Key event: central banks largely stood pat in March as geopolitical risk from the Middle East and volatile oil prices increased inflation uncertainty. Of nine developed-market meetings, eight left rates unchanged and Australia hiked 25 bps; of 15 emerging-market meetings, 10 held, Russia cut 50 bps, Brazil/Mexico/Poland cut 25 bps each, and Colombia raised its benchmark 100 bps (part of two hikes totalling 200 bps prompting a government withdrawal from the board). Year-to-date, EM central banks show net easing of 175 bps driven by 10 cuts totaling 375 bps offset by two hikes of 200 bps; several central banks explicitly cited the Middle East conflict and energy risks as reasons to delay or limit cuts.

Analysis

Policy inertia in developed markets combined with episodic energy shocks raises the term premium more than headline rates themselves; the immediate transmission is a higher cost of capital for long-duration assets and a re-pricing of tail-risk hedges that banks and prop desks monetize. Expect a visible compression of equity multiples in high-duration sectors (software, long-duration growth) even if headline earnings paths are unchanged, because discount-rate volatility has a larger effect than a few basis points of steady policy. Emerging markets will bifurcate: commodity exporters get FX and fiscal breathing room while importers face a tighter passthrough to domestic inflation and faster reserve drawdowns. That divergence stresses cross-border funding lines — local-currency debt and quasi-sovereign paper will see outsized spread moves versus hard-currency sovereigns in a risk-off leg, creating asymmetric default risk in 3–12 months depending on oil path and swap lines.
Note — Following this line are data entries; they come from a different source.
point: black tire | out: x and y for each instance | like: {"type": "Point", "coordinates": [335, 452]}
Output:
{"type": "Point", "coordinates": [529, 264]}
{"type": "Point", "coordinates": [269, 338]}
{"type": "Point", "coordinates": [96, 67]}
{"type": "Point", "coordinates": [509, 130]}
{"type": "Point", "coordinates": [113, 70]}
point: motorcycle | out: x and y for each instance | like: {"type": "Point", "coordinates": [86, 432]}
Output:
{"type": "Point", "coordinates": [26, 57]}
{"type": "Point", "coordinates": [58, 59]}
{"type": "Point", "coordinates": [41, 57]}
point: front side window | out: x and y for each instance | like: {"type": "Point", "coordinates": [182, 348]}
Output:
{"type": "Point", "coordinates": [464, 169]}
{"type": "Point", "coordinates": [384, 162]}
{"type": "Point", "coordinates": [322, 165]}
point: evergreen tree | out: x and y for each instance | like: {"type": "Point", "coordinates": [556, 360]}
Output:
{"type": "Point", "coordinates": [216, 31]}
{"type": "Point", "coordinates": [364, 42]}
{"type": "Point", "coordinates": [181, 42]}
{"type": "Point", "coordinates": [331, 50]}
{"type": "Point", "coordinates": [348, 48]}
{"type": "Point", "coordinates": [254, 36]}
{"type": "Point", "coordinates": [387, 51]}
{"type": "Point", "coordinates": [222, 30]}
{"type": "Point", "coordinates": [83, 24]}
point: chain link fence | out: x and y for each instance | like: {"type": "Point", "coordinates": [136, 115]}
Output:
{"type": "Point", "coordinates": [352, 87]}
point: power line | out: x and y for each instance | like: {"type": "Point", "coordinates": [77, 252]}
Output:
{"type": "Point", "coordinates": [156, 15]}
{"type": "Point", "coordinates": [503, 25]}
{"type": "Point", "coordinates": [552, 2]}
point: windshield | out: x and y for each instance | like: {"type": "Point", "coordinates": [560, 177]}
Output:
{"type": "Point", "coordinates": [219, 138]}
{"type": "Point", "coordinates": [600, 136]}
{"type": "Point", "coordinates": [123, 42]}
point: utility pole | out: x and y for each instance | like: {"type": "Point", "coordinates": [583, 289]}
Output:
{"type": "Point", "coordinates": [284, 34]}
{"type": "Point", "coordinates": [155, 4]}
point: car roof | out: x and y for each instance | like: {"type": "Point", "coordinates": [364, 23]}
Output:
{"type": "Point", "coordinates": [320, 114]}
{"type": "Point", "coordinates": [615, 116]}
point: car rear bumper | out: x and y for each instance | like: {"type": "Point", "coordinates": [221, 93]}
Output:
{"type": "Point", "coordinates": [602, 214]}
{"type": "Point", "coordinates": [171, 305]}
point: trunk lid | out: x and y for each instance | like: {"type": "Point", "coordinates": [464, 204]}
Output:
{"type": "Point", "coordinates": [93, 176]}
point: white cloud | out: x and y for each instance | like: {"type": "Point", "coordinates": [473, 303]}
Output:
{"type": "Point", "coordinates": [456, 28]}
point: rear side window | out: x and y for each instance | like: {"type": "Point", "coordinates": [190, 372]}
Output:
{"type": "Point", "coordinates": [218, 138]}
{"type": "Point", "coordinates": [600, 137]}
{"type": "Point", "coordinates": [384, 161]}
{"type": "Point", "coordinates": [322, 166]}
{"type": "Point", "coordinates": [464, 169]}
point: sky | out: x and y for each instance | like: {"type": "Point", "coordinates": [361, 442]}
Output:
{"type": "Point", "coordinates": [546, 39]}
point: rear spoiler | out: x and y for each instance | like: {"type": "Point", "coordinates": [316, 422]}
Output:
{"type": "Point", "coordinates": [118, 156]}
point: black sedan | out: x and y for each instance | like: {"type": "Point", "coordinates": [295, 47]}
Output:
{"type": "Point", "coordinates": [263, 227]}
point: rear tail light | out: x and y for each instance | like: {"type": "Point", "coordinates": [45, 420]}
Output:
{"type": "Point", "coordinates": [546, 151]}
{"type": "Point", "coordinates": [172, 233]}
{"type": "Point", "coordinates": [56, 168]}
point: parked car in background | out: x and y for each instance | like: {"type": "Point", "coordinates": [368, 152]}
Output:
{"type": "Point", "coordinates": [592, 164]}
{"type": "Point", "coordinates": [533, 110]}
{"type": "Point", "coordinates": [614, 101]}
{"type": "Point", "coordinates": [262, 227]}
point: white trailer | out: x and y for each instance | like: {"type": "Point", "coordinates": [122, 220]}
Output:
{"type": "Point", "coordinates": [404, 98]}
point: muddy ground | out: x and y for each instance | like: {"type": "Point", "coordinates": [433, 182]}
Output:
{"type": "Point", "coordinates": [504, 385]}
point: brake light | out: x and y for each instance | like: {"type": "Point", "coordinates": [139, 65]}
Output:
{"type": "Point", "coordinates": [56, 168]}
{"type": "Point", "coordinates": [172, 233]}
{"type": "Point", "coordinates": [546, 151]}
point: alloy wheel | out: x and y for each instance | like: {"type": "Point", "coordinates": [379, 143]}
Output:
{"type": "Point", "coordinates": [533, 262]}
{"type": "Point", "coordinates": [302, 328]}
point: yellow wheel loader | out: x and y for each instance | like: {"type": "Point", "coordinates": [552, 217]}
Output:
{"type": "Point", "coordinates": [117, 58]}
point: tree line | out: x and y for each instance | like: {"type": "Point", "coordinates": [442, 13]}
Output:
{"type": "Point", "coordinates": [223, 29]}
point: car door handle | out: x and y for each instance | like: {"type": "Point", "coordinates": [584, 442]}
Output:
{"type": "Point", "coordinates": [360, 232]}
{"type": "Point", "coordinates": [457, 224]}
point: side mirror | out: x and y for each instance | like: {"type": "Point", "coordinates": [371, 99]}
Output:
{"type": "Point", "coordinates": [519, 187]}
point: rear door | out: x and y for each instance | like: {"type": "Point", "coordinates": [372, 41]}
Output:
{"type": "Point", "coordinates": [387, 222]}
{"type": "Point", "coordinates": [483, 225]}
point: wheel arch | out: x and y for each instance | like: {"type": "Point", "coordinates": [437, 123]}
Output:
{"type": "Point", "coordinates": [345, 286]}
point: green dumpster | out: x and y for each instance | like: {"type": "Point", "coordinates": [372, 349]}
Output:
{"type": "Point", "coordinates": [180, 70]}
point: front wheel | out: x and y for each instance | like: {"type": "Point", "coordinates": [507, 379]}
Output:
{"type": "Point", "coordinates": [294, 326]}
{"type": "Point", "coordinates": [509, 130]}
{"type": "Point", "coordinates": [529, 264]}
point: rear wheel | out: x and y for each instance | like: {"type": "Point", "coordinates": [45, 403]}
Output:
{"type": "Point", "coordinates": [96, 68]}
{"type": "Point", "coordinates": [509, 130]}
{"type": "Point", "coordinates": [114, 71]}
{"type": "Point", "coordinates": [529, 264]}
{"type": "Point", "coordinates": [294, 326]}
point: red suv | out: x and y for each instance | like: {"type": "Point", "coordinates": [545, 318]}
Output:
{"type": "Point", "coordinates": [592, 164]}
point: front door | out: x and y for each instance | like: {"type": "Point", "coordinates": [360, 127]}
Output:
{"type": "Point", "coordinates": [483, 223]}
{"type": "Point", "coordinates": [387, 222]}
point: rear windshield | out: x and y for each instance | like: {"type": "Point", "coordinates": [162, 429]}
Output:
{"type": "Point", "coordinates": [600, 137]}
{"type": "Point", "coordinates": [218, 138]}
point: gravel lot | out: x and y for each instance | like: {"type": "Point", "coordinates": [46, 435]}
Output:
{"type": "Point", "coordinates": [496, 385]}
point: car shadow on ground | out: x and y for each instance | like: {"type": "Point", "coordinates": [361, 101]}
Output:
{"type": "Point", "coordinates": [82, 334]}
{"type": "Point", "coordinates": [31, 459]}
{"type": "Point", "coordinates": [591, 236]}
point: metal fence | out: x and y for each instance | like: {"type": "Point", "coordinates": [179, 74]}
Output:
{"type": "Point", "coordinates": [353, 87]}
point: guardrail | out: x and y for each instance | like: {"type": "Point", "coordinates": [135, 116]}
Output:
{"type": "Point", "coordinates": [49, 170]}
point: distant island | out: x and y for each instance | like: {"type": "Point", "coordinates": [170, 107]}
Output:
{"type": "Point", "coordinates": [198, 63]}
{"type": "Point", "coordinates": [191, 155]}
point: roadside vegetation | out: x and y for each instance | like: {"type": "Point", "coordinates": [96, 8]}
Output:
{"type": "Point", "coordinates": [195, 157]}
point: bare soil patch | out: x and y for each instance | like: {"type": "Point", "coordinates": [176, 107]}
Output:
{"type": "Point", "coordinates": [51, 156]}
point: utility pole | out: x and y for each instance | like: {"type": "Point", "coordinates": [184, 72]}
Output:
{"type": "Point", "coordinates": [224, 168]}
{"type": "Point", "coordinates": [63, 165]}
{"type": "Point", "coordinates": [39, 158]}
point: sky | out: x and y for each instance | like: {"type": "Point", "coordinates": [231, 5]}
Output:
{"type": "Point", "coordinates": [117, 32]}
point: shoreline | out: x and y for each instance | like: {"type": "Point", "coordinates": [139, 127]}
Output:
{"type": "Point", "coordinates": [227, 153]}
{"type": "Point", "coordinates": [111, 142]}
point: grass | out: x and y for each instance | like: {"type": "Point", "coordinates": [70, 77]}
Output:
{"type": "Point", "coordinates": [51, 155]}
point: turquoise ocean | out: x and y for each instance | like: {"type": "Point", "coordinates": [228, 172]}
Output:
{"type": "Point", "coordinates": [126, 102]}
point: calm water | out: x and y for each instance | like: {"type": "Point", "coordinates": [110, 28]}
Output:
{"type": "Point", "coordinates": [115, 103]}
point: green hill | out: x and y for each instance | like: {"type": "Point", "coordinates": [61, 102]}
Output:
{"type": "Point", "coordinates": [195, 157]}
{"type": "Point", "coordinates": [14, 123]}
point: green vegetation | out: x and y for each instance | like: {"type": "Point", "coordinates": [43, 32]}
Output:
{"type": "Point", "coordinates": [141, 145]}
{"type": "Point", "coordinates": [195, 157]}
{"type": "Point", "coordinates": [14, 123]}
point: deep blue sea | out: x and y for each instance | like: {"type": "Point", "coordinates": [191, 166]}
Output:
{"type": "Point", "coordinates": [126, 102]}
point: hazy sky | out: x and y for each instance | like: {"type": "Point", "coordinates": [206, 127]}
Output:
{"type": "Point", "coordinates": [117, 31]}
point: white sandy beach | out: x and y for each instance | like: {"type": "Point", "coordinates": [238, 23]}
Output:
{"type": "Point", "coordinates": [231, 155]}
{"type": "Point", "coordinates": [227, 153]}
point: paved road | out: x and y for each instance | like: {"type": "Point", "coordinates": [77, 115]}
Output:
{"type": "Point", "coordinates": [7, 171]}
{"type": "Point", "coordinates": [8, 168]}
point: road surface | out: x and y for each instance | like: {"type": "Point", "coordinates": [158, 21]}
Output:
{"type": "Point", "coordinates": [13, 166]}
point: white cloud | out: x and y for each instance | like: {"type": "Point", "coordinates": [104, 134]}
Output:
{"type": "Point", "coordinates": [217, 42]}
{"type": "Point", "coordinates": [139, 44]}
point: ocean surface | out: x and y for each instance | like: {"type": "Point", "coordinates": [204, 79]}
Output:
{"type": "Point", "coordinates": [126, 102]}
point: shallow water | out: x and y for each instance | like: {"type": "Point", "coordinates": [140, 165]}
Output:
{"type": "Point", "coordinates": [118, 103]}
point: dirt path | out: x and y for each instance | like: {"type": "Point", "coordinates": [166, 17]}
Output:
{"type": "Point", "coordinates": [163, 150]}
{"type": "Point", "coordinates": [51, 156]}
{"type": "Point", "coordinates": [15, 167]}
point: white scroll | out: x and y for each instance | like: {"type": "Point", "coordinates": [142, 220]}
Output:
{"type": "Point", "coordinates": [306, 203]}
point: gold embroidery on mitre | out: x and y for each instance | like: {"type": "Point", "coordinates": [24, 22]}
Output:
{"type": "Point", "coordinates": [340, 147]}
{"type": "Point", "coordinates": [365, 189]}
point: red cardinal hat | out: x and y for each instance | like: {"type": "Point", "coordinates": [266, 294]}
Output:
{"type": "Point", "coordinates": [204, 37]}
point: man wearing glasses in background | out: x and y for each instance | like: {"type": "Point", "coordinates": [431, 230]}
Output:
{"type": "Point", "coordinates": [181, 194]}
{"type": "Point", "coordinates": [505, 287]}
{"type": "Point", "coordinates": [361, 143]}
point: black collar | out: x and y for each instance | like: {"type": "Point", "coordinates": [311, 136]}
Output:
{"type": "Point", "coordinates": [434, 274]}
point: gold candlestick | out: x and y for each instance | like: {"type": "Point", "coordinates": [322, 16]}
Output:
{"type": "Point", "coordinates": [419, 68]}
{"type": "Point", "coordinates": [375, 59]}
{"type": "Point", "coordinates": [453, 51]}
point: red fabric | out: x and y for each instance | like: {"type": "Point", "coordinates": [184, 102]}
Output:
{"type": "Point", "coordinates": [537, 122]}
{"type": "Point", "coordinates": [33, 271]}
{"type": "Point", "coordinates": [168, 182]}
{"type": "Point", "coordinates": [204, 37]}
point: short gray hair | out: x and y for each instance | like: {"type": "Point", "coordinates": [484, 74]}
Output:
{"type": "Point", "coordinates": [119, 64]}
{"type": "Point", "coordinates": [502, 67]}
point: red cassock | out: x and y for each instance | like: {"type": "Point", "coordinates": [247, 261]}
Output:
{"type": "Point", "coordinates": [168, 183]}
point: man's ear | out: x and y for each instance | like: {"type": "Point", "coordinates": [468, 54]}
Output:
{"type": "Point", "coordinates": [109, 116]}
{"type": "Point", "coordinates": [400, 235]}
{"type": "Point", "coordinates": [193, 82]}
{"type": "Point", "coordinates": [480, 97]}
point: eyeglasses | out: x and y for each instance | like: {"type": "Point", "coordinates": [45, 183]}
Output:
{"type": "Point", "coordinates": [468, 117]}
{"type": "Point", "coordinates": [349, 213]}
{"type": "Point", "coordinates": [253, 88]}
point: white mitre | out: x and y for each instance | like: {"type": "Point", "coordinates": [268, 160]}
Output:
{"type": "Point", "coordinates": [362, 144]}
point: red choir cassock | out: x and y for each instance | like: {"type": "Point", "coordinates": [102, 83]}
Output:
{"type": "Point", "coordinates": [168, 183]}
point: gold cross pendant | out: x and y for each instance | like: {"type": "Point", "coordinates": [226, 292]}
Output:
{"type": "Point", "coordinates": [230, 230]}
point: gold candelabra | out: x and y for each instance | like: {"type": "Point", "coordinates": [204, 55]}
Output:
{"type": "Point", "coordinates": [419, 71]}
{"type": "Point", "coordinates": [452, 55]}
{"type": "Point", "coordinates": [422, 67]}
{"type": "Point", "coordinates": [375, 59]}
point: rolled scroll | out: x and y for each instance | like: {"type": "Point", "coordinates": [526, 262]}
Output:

Short-term market structure changes matter more than consensus macro calls: volatility spikes favor flow-providing broker-dealers and energy-specialist hedge funds, while ETF-based passive allocations exacerbate moves when duration or commodity flows reverse. The clearest reversal signals are normalization of cross-border FX swaps and a durable drop in freight/insurance premia; those would compress term premia and rapidly re-rate long-duration assets back up within 1–3 months.